Потом я не раз пытался описать этот день. И каждый раз начинал с одной и той же фразы: «С утра мы с братом пошли удить рыбу». Думаю, мне важно было начать с этого как раз потому, что все происшедшее в этот день позднее, так резко не соответствовало этому мирному, простенькому началу: «Мы с братом пошли удить рыбу…» Я останавливался, спотыкался на этой фразе в бессилии передать ощущение несоответствия, контраста — ведь уже шла война, а мы еще не подозревали об этом. Уже ломалась надвое наша жизнь, наша судьба, судьба всей страны, всего мира, а мы еще мирно забрасывали удочки, не ведая ни о чем. Внезапно на горизонте медленно вспухли, поднялись и опали черные клубы — то ли земля, то ли дым, отдаленный звук взрывов донесся до нас, и мы, помню, принялись гадать — идут ли это учения или рвут землю рабочие, прокладывающие дорогу… Но тут какой-то новый, незнакомый, тревожно-тоскливый звук возник в воздухе: звук этот был похож на тяжкое и долгое мычание коровы или, точнее, целого стада коров — он шел откуда-то издалека, от города. Не знаю до сих пор, были это гудки, слившиеся воедино, или ревела сирена, оповещая о воздушной тревоге, но звук этот так и врезался на всю жизнь в мою душу, в мою память… Это было 22 июня 1941 года.

Речка… Солнечные блики на воде… Запах скошенной травы и прелых листьев… Покой, тишина. Мир.

Я медленно возвращаюсь через без малого сорок лет в год 1977-й…

И в этот самый момент далекий вой сирены докатывается до нас. Я вздрагиваю. Я все еще не могу привыкнуть к этому звуку, хотя уже знаю, что это только проверка сирены — она звучит здесь, над военным городком, над аэродромом, над окрестным лесом каждый день точно в назначенный час.

Чесноченко быстро взглядывает на часы. В выходной ли день, в праздник ли, куда бы ни отлучился, куда бы ни поехал он, командир полка, он должен оставаться на расстоянии звука сирены — чтобы этот тревожный сигнал в любой момент мог вернуть его в полк. Такова жизнь военного человека, такова его работа.

И вслушиваясь сейчас в уже угасающий, замирающий звук сирены, мы оба, как мне казалось, думали об одном и том же.

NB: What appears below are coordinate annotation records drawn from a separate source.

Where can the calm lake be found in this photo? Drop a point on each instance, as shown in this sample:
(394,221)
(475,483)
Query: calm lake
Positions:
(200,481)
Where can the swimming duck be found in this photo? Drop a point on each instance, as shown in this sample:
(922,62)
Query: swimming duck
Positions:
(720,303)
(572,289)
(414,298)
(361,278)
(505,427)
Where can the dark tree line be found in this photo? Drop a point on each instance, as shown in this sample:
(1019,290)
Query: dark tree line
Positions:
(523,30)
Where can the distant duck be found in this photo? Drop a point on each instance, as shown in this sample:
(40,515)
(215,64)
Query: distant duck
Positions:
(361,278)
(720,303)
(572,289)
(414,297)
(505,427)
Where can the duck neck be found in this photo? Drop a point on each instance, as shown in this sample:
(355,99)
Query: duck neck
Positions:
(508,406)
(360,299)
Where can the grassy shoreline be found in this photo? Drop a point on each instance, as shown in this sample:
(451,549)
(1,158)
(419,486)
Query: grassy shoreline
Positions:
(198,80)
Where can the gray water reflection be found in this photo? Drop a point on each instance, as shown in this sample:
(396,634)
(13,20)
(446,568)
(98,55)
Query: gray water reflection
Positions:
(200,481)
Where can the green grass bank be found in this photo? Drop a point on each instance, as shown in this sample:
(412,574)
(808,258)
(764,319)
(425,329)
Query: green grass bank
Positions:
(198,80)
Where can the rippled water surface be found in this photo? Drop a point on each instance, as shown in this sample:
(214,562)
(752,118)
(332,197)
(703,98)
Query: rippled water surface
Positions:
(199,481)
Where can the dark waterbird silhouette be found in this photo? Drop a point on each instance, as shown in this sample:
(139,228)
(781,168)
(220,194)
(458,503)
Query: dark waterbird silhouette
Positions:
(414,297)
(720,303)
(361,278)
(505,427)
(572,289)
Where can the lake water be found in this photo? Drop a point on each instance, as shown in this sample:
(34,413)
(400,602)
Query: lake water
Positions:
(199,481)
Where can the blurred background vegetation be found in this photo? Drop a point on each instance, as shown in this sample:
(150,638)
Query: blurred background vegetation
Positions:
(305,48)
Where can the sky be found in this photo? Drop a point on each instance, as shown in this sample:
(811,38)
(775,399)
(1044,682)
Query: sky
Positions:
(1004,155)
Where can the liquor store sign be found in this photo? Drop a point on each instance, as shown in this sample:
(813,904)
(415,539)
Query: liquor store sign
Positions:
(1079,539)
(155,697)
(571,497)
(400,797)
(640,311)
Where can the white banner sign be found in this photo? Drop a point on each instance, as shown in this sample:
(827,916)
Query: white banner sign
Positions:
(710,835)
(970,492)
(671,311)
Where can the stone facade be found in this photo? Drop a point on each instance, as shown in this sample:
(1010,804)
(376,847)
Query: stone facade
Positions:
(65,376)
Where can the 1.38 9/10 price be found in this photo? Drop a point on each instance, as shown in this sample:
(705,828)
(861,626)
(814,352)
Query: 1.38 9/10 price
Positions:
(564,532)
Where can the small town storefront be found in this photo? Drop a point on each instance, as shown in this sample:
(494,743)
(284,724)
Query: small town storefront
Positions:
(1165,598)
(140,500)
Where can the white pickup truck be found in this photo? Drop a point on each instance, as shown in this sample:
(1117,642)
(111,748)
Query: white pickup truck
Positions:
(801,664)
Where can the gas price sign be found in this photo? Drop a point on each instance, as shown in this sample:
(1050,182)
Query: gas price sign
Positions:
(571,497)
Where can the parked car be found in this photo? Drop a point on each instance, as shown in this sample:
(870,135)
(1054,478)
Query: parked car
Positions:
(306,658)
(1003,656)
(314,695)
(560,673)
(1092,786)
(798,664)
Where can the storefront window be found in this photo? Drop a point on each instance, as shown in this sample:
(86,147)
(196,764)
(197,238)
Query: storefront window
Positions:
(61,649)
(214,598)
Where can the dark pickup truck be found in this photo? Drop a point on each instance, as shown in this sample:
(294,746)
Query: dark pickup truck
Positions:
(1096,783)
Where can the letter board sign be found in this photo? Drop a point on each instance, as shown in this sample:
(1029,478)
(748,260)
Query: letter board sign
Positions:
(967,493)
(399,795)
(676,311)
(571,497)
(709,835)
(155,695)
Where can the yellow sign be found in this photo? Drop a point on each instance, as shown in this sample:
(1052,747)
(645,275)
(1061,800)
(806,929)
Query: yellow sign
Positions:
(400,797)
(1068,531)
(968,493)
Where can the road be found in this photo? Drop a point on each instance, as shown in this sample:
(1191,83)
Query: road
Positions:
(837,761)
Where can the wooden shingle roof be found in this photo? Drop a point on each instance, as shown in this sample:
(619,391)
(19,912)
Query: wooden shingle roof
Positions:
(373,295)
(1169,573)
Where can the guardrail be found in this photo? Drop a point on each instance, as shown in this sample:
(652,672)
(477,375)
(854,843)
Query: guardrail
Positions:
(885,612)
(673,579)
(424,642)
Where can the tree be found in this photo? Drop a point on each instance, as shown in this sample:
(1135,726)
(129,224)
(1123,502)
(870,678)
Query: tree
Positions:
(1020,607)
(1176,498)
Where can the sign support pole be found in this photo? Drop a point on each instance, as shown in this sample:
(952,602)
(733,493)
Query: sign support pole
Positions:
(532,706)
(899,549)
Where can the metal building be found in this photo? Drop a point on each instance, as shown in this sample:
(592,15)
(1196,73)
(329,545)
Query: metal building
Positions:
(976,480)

Нет, Чесноченко не помнит военных бомбежек, рева фашистских самолетов, эвакуации, хотя в самом раннем, еще беспамятном детстве он пережил все это. Он родился в 1942 году, если верить документам, родился в городе Прикумске, а на самом деле, вероятнее всего, где-то в степи, по которой брела его мать вместе с другими беженцами, уходя от наступавших фашистов. Война искалечила, разметала их семью. И послевоенную разруху, и голод, и холод — все это еще мальчишкой, ребенком, в полной мере испытал, хлебнул Костя Чесноченко. От голода, от недетских испытаний, выпавших на их долю, умерли старшие братья Чесноченко. Навсегда остался лежать в братской могиле в Чехословакии его отец, Константин Маркович, командир батальона. Всего полмесяца не дожил до Победы. Старую, пожелтевшую похоронку, которая пришла к ним в дом спустя много дней после того, как страна уже отсалютовала победителям, Чесноченко до сих пор бережно хранит среди самых дорогих реликвий, до сих пор мечтает побывать на могиле отца, которого он никогда не видел.

Правильно ли будет сказать, что Чесноченко не помнит войны?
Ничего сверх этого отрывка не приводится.